ちょうどその時、私はワークブックをやっていて、その日はレッスン92「奇跡は光の中で見え、光と強さはひとつのものである(W-pI.92)」でした。それを読んだ私は突然、バスを止めることにしました。そしてバスから降り、歩いている彼に追いつきました。

(1:03) 彼は私に気づくと「こんなところで何やってるんだよ?」と言いました。私は「あなたが歩いてるのが見えたから、ご一緒しようかなって思ったの」と答えました。そして私たちは、他愛もない会話をしながら歩きました。天気とか、仕事とか、子供たちのこととかをね。たったそれだけの事でしたが、私は彼と一緒に歩けることが嬉しかったのです。ほんのちょっと前まで、彼のことを「死んじゃえばいいのに」とか思ってたのに!

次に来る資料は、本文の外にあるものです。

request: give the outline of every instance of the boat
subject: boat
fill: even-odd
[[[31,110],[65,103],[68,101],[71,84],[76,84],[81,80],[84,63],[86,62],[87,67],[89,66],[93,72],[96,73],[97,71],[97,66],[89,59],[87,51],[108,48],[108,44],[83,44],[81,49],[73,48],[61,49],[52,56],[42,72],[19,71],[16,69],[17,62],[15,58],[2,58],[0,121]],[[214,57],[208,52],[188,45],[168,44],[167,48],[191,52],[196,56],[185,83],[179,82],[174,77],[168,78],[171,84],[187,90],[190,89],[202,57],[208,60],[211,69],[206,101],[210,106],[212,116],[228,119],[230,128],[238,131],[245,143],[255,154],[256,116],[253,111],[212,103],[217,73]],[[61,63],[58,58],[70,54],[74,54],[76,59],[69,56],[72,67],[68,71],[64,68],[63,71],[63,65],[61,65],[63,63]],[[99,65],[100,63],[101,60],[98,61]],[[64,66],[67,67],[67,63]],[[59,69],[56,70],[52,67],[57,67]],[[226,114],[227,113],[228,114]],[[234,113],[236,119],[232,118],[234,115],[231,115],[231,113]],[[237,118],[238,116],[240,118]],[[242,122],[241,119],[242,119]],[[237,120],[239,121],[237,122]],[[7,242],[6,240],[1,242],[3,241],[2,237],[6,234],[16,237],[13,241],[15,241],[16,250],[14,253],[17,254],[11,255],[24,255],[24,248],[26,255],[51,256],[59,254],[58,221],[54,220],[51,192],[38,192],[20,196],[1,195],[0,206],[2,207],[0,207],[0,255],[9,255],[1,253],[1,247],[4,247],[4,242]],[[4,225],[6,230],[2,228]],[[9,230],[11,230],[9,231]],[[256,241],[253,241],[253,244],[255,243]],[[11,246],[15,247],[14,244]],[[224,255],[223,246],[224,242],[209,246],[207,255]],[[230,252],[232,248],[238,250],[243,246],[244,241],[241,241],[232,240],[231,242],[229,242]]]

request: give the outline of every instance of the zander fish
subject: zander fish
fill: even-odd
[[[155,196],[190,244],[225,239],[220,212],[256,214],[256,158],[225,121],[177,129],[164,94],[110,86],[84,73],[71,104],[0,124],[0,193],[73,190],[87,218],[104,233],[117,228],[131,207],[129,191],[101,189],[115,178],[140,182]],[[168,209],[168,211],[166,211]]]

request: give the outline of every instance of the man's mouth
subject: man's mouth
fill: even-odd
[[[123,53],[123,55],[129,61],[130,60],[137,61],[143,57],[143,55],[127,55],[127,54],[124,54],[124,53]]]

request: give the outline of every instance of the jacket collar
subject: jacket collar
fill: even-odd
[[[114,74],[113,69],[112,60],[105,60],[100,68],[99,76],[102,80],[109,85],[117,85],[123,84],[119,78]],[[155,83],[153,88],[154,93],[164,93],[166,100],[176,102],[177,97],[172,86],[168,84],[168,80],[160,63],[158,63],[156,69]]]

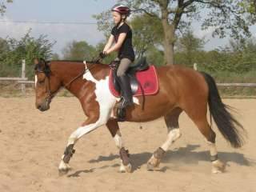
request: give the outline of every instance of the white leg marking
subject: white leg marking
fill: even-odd
[[[168,134],[168,138],[166,142],[161,146],[165,151],[167,151],[170,146],[175,142],[178,138],[181,137],[181,133],[179,129],[174,129],[170,130]]]
[[[121,149],[122,147],[124,146],[119,130],[114,135],[114,140],[115,145],[118,149]]]
[[[210,146],[210,156],[214,156],[218,154],[215,143],[210,142],[206,140],[208,146]]]
[[[36,87],[37,83],[38,83],[38,76],[34,75],[34,87]]]

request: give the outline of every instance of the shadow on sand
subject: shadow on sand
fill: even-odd
[[[210,162],[210,152],[205,151],[194,151],[199,148],[199,145],[187,145],[186,147],[180,147],[177,150],[169,150],[162,158],[162,162],[178,162],[184,164],[198,164],[198,162]],[[237,152],[218,152],[220,159],[226,163],[235,162],[240,166],[251,166],[256,165],[256,161],[248,159],[245,158],[244,154]],[[131,163],[134,167],[134,170],[139,169],[142,165],[146,164],[151,157],[152,153],[143,152],[140,154],[130,154]],[[91,159],[88,162],[98,163],[101,162],[113,161],[119,158],[118,154],[110,154],[109,156],[98,156],[97,159]],[[118,166],[118,164],[114,164],[111,167]],[[105,169],[110,167],[110,166],[104,166],[97,169]],[[165,172],[168,169],[167,166],[162,167],[158,171]],[[90,170],[78,170],[74,174],[68,175],[68,177],[79,177],[81,173],[90,173],[93,172],[95,168]]]

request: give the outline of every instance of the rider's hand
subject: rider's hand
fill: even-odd
[[[105,54],[104,52],[99,53],[99,57],[100,57],[101,58],[104,58],[106,56],[106,54]]]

その日、私が仕事を終えて家に戻ると、敏感な私の娘(タム)が興奮したように駆け寄ってきて、「ママ!ママ!ついに終わったのよ!」と言いました。「かわい子ちゃん、何が終わったの?」と尋ねると、タムは「ママが帰ってくるちょっと前にパパから電話があったの。そして私にこう言ったの!『ねえタム、今朝ママがバスを降りてパパと一緒に通勤してくれたんだよ。そしてパパとママはとても気持ちのいい会話をしたんだ。ママは本当に素敵な人だね』って!」
それを聞いたタムは、私たちの癒しが始まっていることを認識したのでした。

思えばその前夫というのは、私がソウルメイトだと思った男性で、私たちは結婚をして…、まあ大変!分かったことといえば「こんな人ソウルメイトじゃないわ!人生で会った中で一番の分からず屋もいいところ!」ということでした。
そして、その彼が、最近亡くなりました。

(1:04) 彼が亡くなる前に、最後に私に言ってくれたのは、
「いとしい人よ、どうか素晴らしい人生を歩んでおくれ」
(Sweetheart, have a wonderful life.)
という一言でした。

それは、癒されました。
私たちの人間関係はすべて、癒されるためにあるのです。

。。。という、ちょっとびっくりなプライベート秘話でした。
ちなみに、若かりし頃のジュディはすごいべっぴんさん(写真)で、聡明で人当たりもよく、大変おモテになったのではないかと思います。ジュディは3回結婚しているので、これは最初の夫ハワードとの結婚が破綻したときの話ですね。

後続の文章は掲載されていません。